Laurent Joffrin
Laurent Joffrin

Les journalistes de Libération ont nommé vendredi 24 novembre Laurent Joffrin, déjà PDG du journal depuis le 20 novembre, au poste de Directeur de la rédaction. À l'issue d'un vote qui a réuni 212 des 259 membres inscrits de la Société des rédacteurs, 127 d'entre eux, soit 63,8% des votants, ont souhaité que leur nouveau PDG prenne également la tête de la rédaction. 72 journalistes (36,2%) ont voté non et 13 blanc.

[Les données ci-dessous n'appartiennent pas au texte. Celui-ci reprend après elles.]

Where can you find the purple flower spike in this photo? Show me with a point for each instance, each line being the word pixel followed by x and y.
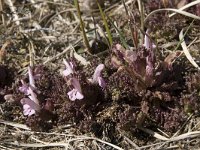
pixel 97 76
pixel 31 78
pixel 76 92
pixel 147 42
pixel 32 96
pixel 69 68
pixel 23 88
pixel 29 106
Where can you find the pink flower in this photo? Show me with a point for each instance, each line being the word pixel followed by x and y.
pixel 97 76
pixel 31 104
pixel 76 92
pixel 147 42
pixel 24 87
pixel 69 68
pixel 31 78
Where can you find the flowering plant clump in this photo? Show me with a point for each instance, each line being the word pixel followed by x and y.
pixel 31 104
pixel 70 74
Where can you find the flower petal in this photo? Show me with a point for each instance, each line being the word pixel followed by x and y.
pixel 97 72
pixel 31 78
pixel 101 82
pixel 72 95
pixel 69 68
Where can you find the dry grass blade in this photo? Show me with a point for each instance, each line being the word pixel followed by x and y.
pixel 174 10
pixel 21 126
pixel 186 52
pixel 63 144
pixel 186 6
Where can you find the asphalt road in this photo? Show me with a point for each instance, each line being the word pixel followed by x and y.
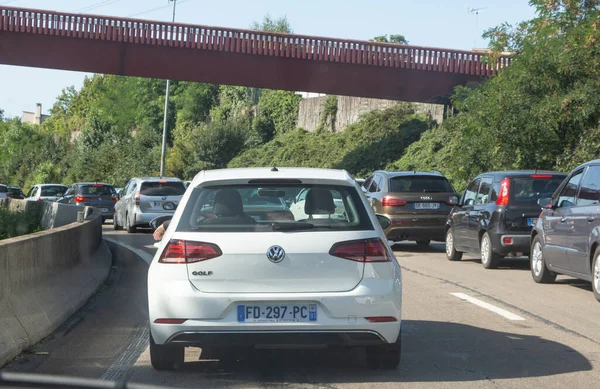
pixel 463 327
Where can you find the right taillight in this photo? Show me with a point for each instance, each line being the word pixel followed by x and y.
pixel 181 251
pixel 363 250
pixel 391 202
pixel 503 194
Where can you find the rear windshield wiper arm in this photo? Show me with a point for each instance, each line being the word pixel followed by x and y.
pixel 295 226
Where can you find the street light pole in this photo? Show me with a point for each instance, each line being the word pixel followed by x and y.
pixel 164 143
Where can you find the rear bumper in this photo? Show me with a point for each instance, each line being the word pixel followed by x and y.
pixel 521 243
pixel 277 338
pixel 340 316
pixel 144 218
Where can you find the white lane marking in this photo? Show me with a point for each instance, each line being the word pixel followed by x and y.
pixel 490 307
pixel 120 368
pixel 147 257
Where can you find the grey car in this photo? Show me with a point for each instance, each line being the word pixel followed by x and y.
pixel 93 194
pixel 144 199
pixel 566 237
pixel 46 192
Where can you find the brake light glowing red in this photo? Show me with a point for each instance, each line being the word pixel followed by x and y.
pixel 391 202
pixel 363 250
pixel 170 321
pixel 503 196
pixel 181 251
pixel 81 199
pixel 381 319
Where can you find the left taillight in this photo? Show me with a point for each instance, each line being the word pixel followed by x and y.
pixel 182 251
pixel 363 250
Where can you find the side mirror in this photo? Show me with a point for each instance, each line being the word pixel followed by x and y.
pixel 157 222
pixel 545 202
pixel 453 200
pixel 384 221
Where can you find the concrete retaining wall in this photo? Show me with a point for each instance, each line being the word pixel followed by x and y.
pixel 45 277
pixel 350 108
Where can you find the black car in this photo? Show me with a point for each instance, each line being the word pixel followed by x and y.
pixel 93 194
pixel 566 237
pixel 14 192
pixel 495 214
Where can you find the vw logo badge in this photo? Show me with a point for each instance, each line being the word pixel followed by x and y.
pixel 275 254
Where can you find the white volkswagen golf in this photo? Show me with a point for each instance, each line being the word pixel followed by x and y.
pixel 235 269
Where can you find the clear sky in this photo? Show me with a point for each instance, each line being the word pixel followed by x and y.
pixel 437 23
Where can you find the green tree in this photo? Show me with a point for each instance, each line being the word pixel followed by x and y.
pixel 398 39
pixel 273 25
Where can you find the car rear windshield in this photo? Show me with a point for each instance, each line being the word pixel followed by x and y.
pixel 157 188
pixel 97 190
pixel 420 184
pixel 265 208
pixel 53 191
pixel 530 189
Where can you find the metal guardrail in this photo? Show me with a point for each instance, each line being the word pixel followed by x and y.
pixel 247 42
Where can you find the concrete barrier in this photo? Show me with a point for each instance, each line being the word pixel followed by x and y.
pixel 45 277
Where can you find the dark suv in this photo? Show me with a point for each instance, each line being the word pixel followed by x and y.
pixel 566 237
pixel 417 203
pixel 93 194
pixel 496 213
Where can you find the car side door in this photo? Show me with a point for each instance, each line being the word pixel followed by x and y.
pixel 479 216
pixel 584 221
pixel 460 214
pixel 558 225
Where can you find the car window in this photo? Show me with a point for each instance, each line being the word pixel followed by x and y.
pixel 162 188
pixel 471 192
pixel 483 194
pixel 420 183
pixel 97 190
pixel 53 191
pixel 589 192
pixel 375 185
pixel 569 192
pixel 222 209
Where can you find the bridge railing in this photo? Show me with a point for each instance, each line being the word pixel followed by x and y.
pixel 247 41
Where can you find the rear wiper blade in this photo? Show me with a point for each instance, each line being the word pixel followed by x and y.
pixel 295 226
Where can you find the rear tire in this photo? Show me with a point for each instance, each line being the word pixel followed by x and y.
pixel 116 225
pixel 165 357
pixel 596 274
pixel 539 270
pixel 451 252
pixel 489 259
pixel 385 357
pixel 131 229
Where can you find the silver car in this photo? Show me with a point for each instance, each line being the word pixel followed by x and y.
pixel 46 192
pixel 144 199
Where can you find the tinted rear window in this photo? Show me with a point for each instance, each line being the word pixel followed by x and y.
pixel 53 191
pixel 420 184
pixel 254 208
pixel 530 190
pixel 97 190
pixel 156 188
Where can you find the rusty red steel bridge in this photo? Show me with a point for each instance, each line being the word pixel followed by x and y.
pixel 186 52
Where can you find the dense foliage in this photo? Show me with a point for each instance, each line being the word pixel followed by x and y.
pixel 376 139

Laurent Joffrin, qui a déjà été Directeur de la rédaction de Libération entre 1996 à 1999, a indiqué vouloir occuper cette fonction en plus de celle de PDG en raison de "l'urgence de la situation", afin de mettre en oeuvre plus rapidement et plus complètement son plan de relance. "Je prends la direction de la rédaction provisoirement, je ne veux pas cumuler les deux fonctions, mais il s'agit d'avancer très vite notamment sur le plan des changements d'organisation de la rédaction et du contenu", a-t-il expliqué. Il prendra ses fonctions dès le 27 novembre et mettra immédiatement en place un groupe de travail qui définira le nouveau projet rédactionnel du journal. Antoine de Gaudemar, 55 ans, qui occupait le poste depuis 2002, lui a cédé la place à sa demande et n'a pas encore pris de décision concernant son avenir au sein du journal.

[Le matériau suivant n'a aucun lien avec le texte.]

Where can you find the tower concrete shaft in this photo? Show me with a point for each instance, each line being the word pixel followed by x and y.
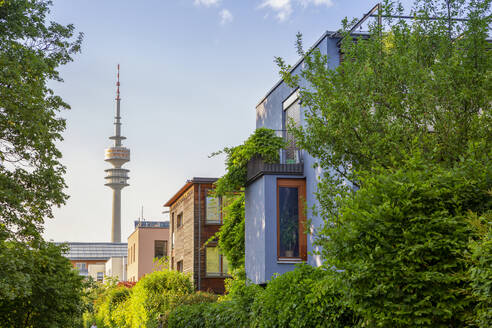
pixel 117 177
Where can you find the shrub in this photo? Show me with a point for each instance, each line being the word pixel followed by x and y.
pixel 189 299
pixel 401 242
pixel 233 310
pixel 112 299
pixel 188 316
pixel 155 294
pixel 304 297
pixel 481 270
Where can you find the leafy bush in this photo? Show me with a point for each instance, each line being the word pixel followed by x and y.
pixel 304 297
pixel 109 311
pixel 231 233
pixel 188 316
pixel 401 242
pixel 233 310
pixel 189 299
pixel 155 294
pixel 481 270
pixel 262 143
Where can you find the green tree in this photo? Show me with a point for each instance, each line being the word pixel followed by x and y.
pixel 401 243
pixel 407 88
pixel 481 269
pixel 45 291
pixel 31 176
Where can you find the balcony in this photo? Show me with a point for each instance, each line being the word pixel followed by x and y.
pixel 290 163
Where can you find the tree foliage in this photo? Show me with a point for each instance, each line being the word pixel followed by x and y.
pixel 38 287
pixel 410 87
pixel 231 234
pixel 262 143
pixel 304 297
pixel 401 243
pixel 31 50
pixel 481 269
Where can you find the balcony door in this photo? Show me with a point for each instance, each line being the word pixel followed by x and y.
pixel 291 220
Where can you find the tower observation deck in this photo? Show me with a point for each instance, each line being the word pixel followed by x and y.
pixel 117 177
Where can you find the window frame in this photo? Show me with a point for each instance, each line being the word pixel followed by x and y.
pixel 221 264
pixel 300 184
pixel 164 247
pixel 179 220
pixel 208 193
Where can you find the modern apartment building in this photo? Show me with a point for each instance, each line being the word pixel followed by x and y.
pixel 149 241
pixel 98 260
pixel 278 195
pixel 195 216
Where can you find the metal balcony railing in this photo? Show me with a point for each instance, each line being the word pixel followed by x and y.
pixel 288 165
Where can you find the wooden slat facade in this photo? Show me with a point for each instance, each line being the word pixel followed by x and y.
pixel 192 235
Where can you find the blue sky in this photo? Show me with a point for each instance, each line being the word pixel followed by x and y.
pixel 192 72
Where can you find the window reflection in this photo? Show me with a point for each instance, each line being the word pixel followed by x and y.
pixel 288 204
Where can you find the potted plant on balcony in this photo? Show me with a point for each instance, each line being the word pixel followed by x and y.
pixel 289 228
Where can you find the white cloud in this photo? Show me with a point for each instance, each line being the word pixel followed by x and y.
pixel 206 3
pixel 327 3
pixel 283 8
pixel 225 16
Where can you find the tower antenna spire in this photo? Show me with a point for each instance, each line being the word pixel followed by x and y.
pixel 118 84
pixel 117 177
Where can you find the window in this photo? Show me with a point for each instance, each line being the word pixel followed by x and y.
pixel 292 114
pixel 213 209
pixel 291 238
pixel 160 248
pixel 81 266
pixel 180 219
pixel 216 263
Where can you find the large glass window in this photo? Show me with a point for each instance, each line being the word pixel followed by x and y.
pixel 292 241
pixel 216 263
pixel 213 209
pixel 160 248
pixel 292 115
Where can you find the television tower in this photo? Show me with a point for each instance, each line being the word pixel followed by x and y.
pixel 117 177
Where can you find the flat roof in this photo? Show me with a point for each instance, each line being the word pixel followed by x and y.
pixel 188 184
pixel 95 251
pixel 331 34
pixel 151 224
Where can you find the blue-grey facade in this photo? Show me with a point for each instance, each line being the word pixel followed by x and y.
pixel 261 240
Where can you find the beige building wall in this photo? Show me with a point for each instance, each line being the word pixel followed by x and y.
pixel 141 250
pixel 184 242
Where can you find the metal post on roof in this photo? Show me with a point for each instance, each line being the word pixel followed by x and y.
pixel 366 16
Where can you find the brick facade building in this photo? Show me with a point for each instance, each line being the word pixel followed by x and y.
pixel 195 216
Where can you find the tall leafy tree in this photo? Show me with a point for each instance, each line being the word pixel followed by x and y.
pixel 38 287
pixel 406 119
pixel 31 176
pixel 409 85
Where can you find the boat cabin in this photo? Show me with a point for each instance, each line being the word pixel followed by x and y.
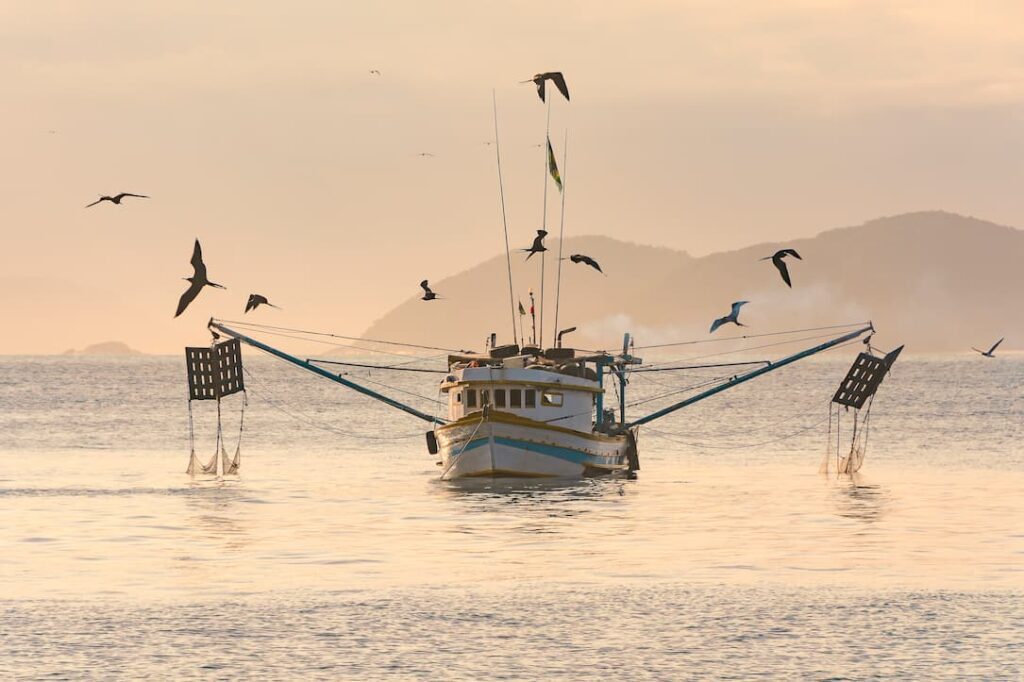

Laurent Joffrin dément être "l'homme d'Edouard de Rothschild", principal actionnaire de Libération, même si son nom était associé depuis plusieurs semaines à celui du banquier et s'il a démissionné du Nouvel Obsercateur avant même que le personnel de Libération se prononce sur le dirigeant qui remplacerait Serge July. Devant les salariés du quotidien il a indiqué jeudi 16 novembre vouloir préserver à la fois l'emploi et l'indépendance du titre mais il a présenté un projet assez proche de celui d'Edouard de Rothschild. Ce dernier prévoit — à la suite d'un audit réalisé par l'actuel administrateur judiciaire nommé le 04 octobre dernier par le Tribunal de commerce de Paris dans le cadre d'un plan de sauvegarde — la suppression d'une centaine d'emplois. Au final, après une négociation du plan social qui s'annonce rude avec les syndicats, près de 80 postes pourraient être supprimés sous la coupe du nouveau PDG, dont une trentaine au sein de la rédaction.

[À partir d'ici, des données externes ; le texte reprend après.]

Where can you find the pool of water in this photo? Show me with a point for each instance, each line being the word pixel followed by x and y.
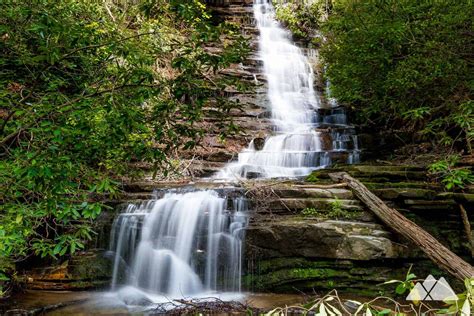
pixel 126 301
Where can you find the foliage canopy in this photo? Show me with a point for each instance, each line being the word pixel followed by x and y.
pixel 404 65
pixel 85 89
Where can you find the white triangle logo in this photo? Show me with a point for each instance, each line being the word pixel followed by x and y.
pixel 432 290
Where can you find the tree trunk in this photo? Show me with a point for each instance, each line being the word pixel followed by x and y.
pixel 440 255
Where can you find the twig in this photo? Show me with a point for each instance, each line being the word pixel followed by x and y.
pixel 467 228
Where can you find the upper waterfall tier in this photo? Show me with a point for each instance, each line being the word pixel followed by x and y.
pixel 288 72
pixel 306 135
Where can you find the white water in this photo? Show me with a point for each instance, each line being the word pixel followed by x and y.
pixel 296 148
pixel 190 244
pixel 182 244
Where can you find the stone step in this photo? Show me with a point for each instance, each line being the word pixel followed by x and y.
pixel 295 204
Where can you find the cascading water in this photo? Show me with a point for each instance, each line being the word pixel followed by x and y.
pixel 182 244
pixel 189 243
pixel 300 144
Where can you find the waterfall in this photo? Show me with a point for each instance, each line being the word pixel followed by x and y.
pixel 301 134
pixel 191 243
pixel 182 244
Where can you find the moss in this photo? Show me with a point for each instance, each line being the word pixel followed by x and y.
pixel 278 279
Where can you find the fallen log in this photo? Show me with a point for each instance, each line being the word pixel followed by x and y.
pixel 436 251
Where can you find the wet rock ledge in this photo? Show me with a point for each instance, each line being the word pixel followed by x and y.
pixel 302 237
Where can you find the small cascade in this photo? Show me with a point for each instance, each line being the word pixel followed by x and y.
pixel 308 133
pixel 182 244
pixel 190 243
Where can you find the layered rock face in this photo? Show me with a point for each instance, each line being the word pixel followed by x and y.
pixel 307 238
pixel 300 237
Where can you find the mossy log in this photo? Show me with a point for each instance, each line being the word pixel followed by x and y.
pixel 437 252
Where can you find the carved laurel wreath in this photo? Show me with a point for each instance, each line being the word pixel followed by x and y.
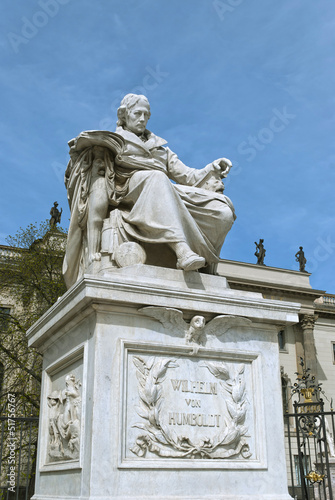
pixel 163 441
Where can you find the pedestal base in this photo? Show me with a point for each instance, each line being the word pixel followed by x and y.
pixel 146 402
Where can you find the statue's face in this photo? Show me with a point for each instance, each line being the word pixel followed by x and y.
pixel 214 184
pixel 137 118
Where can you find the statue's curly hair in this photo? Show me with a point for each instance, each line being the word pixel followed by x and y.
pixel 128 102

Côté projet rédactionnel, Laurent Joffrin souhaite réengager le journal sur des positions politiques et citoyennes de gauche. Il veut que le futur Libération devienne "la maison commune d'une gauche ouverte" et une "entreprise multimédias" qui serait "porte-parole de la société face aux pouvoirs". Concrètement il envisage un quotidien qui privilégierait une dimension magazine (portraits, reportages, entretiens,..) tout en continuant à traiter l'actualité de façon exhaustive, même si la pagination doit diminuer d'une douzaine de pages en moyenne. Il préconise pour cela une nouvelle "polyvalence" des journalistes, une "centralisation" du travail d'édition et un développement bi-média, c'est-à-dire en éditon simultanée web et papier, avec une participation plus directe et plus active des internautes dans le contenu.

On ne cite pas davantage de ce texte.